Super Bowl smackdown

The best Super Bowl preview you’ll read:

Compared to America’s official secular holidays (the Fourth of July and Thanksgiving), honoring America’s founding or the importance of family seems like work next to “Super Bowl Sunday,” which goes to all the effort of honoring itself. After even a perfunctory amount of pregame feature pieces, anyone watching will know how much the average seat cost, in order to reinforce the specialness of attendance. Pregame and halftime performers are introduced with a citation of the number of records they have sold, in case you are unaware of the rare cost of the treat.

More specifically, one guest at every party will have memorized the statistic printed in that morning’s paper and repeated on every pregame show indicating exactly how much 30 seconds of commercial airtime cost during the game. Despite the lack of creativity in the vast majority of commercials, many people watch the game solely to see how much money was spent selling them products, leading to the inevitable curse hurled at the screen, “Four-point-five million dollars for that?” This is serious business, and we are seriously invested, regardless of the fact that this is the act of insane people—like bitching not about the existence of Muzak, but because your favorite shoegaze band isn’t being played when the local cable company customer-service flunky puts you on hold.

At every step of the way, someone should laugh at this, and at every step of the way, every person involved in serving you this spectacle will completely fail to accomplish this basic human function. The NFL is all business at every given moment, because of that very serious $7 billion annual cost to the networks that broadcast it and are the primary source of “adversarial” journalism about it.
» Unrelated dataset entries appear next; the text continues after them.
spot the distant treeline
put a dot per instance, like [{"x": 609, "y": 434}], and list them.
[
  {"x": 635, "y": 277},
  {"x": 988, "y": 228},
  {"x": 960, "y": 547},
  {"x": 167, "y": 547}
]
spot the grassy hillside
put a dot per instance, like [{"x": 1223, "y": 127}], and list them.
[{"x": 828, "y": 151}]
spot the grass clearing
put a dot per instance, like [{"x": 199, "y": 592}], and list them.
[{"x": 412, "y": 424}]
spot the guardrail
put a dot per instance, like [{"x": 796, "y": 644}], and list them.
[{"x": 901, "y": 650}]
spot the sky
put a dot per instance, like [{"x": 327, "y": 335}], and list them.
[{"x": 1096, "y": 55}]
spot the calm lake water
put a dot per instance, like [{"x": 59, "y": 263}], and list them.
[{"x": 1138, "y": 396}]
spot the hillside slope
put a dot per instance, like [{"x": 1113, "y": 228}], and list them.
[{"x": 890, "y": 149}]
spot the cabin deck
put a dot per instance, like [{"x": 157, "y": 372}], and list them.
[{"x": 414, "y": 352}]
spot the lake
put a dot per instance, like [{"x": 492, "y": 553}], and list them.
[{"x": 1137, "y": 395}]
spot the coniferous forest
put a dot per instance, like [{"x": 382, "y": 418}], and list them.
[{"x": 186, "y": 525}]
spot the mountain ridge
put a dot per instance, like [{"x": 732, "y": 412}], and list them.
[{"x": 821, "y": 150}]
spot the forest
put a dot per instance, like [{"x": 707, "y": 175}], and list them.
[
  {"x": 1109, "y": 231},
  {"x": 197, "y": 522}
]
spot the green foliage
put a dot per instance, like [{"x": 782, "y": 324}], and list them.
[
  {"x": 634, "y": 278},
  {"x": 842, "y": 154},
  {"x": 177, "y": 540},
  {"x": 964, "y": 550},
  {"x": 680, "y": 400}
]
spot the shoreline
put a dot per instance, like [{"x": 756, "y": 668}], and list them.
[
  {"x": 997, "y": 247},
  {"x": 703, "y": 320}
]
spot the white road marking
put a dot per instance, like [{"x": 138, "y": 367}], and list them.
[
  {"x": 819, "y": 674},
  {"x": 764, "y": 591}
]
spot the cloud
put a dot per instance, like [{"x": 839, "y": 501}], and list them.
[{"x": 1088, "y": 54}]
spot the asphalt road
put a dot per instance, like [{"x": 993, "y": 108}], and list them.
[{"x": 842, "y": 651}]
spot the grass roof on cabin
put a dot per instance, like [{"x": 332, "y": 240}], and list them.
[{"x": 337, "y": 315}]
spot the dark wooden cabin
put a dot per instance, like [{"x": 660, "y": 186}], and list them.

On a workaday basis, this elevates insignificant bullshit like coaching and “game plans” to geopolitical high art, like two kids playing Risk thinking they are Talleyrand and Metternich about to vanquish Napoleon and establish the Concert of Europe.

When actual news breaks, the integration of the NFL as entertainment with its own reporting wing becomes unmistakable. At this point, Sports Illustrated‘s Peter King can’t speak when NFL Commissioner Roger Goodell is drinking a glass of water. ESPN’s Adam Schefter initially responded to Goodell’s preposterous two-game suspension of Ray Rice for knocking out his fiancée Janay by asking, “Was the Commissioner lenient enough?” There were, after all, the hundreds of thousands of people paying for fantasy leagues for whom Rice’s existence manifested solely as someone Starting or Not Starting in the NFL.